Wednesday, November 01, 2006

The Analysis

Ok I know, this article will be really boring, but potentially it is one of the most important. Basically all I’m writing here is how I got the data, and how I did my analysis. It’s important because I want to tell people about the unbiasedness of my work. It is also important so that should someone want to replicate what I did to prove that I was honest/dishonest, then they can do so and I encourage people to do so. This is the best part of science. So if you are interested in how the analysis was done, then read on, otherwise the next post will have the first stage of some of the results.

Data is taken from the Australian Bureau of Meteorology (ABM). The ABM divide Australia into a number of rainfall districts as shown here

For our analysis we took one weather station from each district. The chosen weather station was one that had weather predictions up to the current date and also had results that went back the furthest in time. This resulted in 102 weather stations in total. On occasions, where a certain long lasting weather stations stopped and another one took its place on the previous stations ending, both stations were taken in the sample. The analysis however in this instance still treats these two stations as two independent weather stations, and analysis is done separately on both.

Following this, weather stations on islands and the 2 stations on Antarctica were removed from the sample as it was estimated that they might not represent Australia as accurately as possible. Due to information regarding urban heating, stations that had approx. 100,000 people or more were removed from the sample as well, and we were left with 82 weather stations around Australia to use.

From each these stations the average monthly temperature (or rainfall etc.) was calculated from the time the measurements started until current. Hence we have different average temperatures per month per station (eg. The average temperature in KALUMBURU in January, the average temperature in KALUMBURU in February etc.).

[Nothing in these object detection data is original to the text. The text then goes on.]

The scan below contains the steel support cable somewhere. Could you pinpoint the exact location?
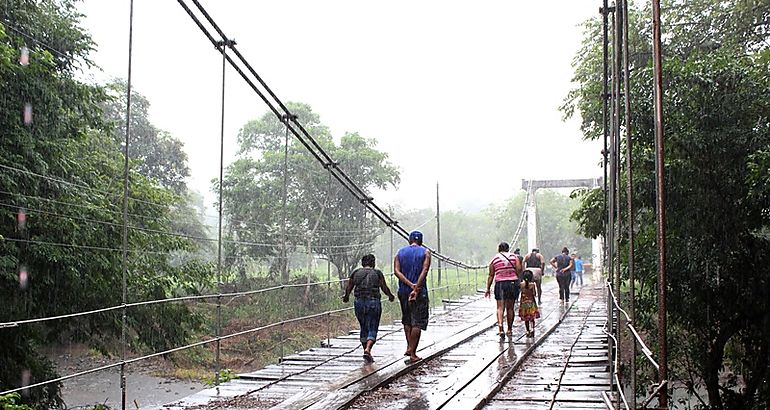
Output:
[202,292,486,408]
[607,284,660,369]
[0,274,348,329]
[0,190,172,222]
[602,322,636,409]
[0,307,353,396]
[652,0,668,408]
[511,179,532,246]
[0,190,390,238]
[214,34,231,386]
[180,0,370,208]
[548,301,596,409]
[622,0,638,408]
[0,164,188,208]
[0,202,384,253]
[120,0,134,410]
[177,0,474,266]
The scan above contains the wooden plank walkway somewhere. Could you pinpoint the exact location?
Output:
[150,282,609,409]
[485,287,612,410]
[156,294,495,409]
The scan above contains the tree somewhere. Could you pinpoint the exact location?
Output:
[103,80,190,194]
[220,103,398,282]
[0,0,210,408]
[493,189,591,259]
[564,0,770,409]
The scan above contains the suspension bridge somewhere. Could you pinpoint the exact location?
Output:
[0,0,668,409]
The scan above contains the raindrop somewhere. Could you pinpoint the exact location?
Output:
[19,266,29,290]
[19,46,29,67]
[21,369,32,396]
[16,208,27,231]
[24,103,32,125]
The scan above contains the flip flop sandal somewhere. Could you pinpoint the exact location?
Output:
[407,357,422,364]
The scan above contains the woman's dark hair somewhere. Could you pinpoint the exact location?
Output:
[361,253,374,268]
[522,269,535,286]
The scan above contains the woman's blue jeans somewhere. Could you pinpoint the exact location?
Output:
[353,299,382,348]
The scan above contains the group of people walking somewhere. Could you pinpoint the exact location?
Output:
[342,231,431,363]
[342,231,583,363]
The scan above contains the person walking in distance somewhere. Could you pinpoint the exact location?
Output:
[393,231,431,363]
[342,254,395,363]
[484,242,521,338]
[519,270,540,337]
[524,248,545,304]
[574,255,583,288]
[550,247,572,304]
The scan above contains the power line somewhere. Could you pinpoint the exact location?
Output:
[177,0,476,267]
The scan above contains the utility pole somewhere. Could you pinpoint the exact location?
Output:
[436,181,441,286]
[652,0,668,409]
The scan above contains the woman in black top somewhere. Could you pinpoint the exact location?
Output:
[342,254,395,363]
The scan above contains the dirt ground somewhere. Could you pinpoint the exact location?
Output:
[48,345,206,409]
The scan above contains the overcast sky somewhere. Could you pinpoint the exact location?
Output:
[80,0,601,215]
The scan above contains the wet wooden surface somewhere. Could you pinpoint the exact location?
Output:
[153,294,495,409]
[484,287,611,409]
[148,281,610,409]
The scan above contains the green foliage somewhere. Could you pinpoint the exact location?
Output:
[103,80,190,194]
[565,0,770,408]
[203,369,238,386]
[214,103,398,282]
[0,0,211,408]
[0,393,33,410]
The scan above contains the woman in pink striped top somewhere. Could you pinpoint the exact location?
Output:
[484,242,521,337]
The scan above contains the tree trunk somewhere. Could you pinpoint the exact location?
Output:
[703,338,724,410]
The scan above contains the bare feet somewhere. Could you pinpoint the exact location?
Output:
[364,350,374,363]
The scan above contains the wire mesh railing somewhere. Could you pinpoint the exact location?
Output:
[0,0,486,409]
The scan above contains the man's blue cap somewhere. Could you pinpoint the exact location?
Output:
[409,231,422,241]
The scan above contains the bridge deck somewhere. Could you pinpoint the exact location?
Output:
[161,281,609,409]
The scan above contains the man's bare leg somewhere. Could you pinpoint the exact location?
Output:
[407,326,422,362]
[404,325,413,356]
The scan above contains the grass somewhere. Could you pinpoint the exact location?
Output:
[155,267,486,382]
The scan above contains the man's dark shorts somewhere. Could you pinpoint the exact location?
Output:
[495,280,521,300]
[398,293,429,330]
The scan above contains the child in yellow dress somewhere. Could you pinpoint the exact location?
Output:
[519,270,540,337]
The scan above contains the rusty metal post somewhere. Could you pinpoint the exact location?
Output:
[622,0,637,409]
[652,0,668,409]
[599,0,612,388]
[610,0,625,409]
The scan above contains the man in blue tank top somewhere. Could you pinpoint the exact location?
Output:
[393,231,431,363]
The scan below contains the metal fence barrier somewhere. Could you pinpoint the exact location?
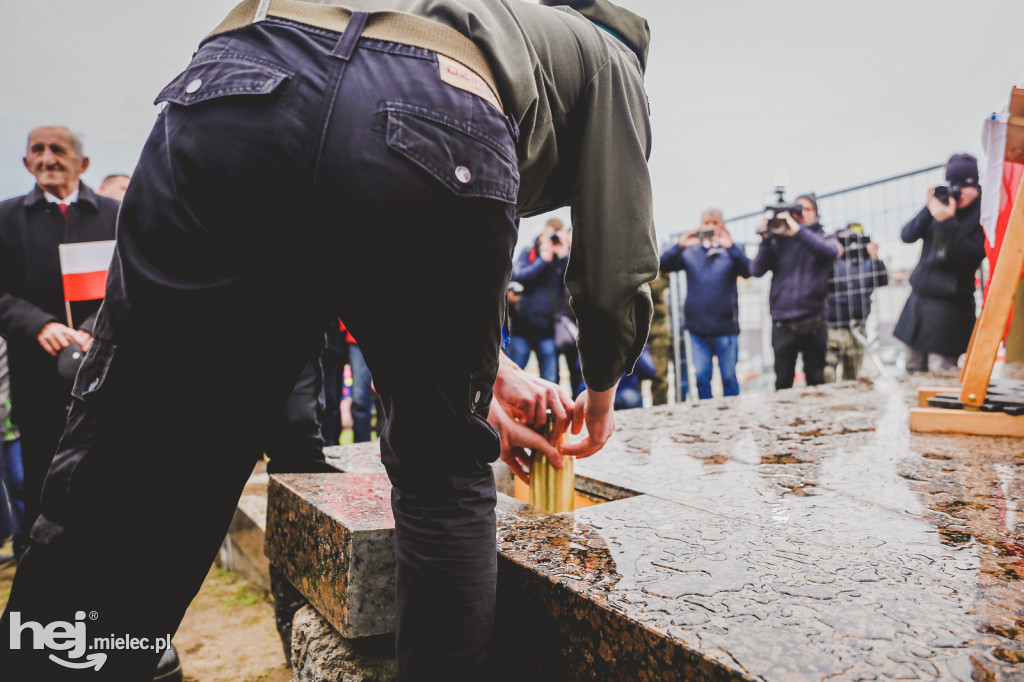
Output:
[663,164,980,400]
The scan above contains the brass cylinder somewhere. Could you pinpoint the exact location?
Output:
[529,414,575,514]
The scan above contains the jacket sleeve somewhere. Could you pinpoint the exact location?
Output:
[0,293,60,340]
[565,51,658,391]
[899,206,934,244]
[512,249,554,285]
[659,244,686,272]
[751,238,775,278]
[793,228,839,263]
[0,233,60,341]
[726,243,751,278]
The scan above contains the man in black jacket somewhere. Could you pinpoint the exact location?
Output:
[751,195,840,390]
[893,154,985,372]
[0,126,120,553]
[825,222,889,381]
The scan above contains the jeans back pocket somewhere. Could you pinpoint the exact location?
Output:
[384,100,519,204]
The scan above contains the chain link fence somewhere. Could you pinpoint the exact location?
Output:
[663,164,980,399]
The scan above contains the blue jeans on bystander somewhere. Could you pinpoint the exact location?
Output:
[506,336,558,384]
[690,332,739,400]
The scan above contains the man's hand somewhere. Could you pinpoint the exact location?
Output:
[778,211,800,237]
[715,224,733,249]
[75,330,92,353]
[552,229,572,258]
[562,387,615,457]
[928,187,956,222]
[537,233,555,263]
[487,400,562,483]
[36,323,78,356]
[679,228,700,249]
[495,353,572,432]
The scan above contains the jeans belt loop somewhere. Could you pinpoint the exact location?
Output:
[253,0,270,24]
[331,11,370,61]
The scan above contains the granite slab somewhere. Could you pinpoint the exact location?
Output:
[269,378,1024,681]
[266,473,395,638]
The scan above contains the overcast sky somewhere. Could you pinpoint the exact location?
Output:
[0,0,1024,246]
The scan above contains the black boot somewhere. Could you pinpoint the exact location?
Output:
[153,644,183,682]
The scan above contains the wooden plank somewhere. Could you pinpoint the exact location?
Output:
[918,386,959,408]
[910,408,1024,437]
[961,177,1024,407]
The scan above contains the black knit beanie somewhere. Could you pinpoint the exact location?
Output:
[946,154,978,187]
[541,0,650,72]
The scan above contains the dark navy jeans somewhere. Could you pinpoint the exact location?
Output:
[0,14,518,681]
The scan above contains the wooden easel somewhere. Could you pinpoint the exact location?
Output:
[910,88,1024,436]
[910,178,1024,436]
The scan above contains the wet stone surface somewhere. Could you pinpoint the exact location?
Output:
[266,473,395,638]
[271,377,1024,681]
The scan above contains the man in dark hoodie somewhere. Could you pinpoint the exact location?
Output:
[751,194,840,390]
[893,154,985,373]
[662,209,751,400]
[0,0,657,682]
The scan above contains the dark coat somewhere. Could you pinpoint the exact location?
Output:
[662,244,751,336]
[751,222,839,321]
[509,247,568,340]
[893,198,985,355]
[0,183,121,423]
[825,248,889,329]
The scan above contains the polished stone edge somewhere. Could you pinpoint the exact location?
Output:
[217,495,270,593]
[495,554,758,682]
[292,606,397,682]
[575,472,640,502]
[266,474,395,638]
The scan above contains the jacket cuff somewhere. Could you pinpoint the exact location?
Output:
[580,286,654,391]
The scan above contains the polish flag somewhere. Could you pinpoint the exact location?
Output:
[59,240,116,301]
[980,88,1024,270]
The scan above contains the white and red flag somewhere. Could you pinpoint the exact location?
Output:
[59,240,116,303]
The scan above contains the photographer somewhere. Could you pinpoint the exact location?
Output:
[893,154,985,373]
[507,218,571,384]
[825,222,889,382]
[662,209,751,400]
[751,195,841,390]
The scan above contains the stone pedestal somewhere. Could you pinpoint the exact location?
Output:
[292,606,396,682]
[266,473,395,638]
[267,377,1024,682]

From these averages we calculated the deviations from the mean for every month of every year for each station. These were then summed to get the average deviation from the mean for every station for every year. The average deviation for all stations was then recorded and this is shown in the graphs and analysis. Variables at this stage included in the analysis are Average Maximum and Minimum Temperature, Aver Temperature at 9am and 3pm, and Average Rainfall per month.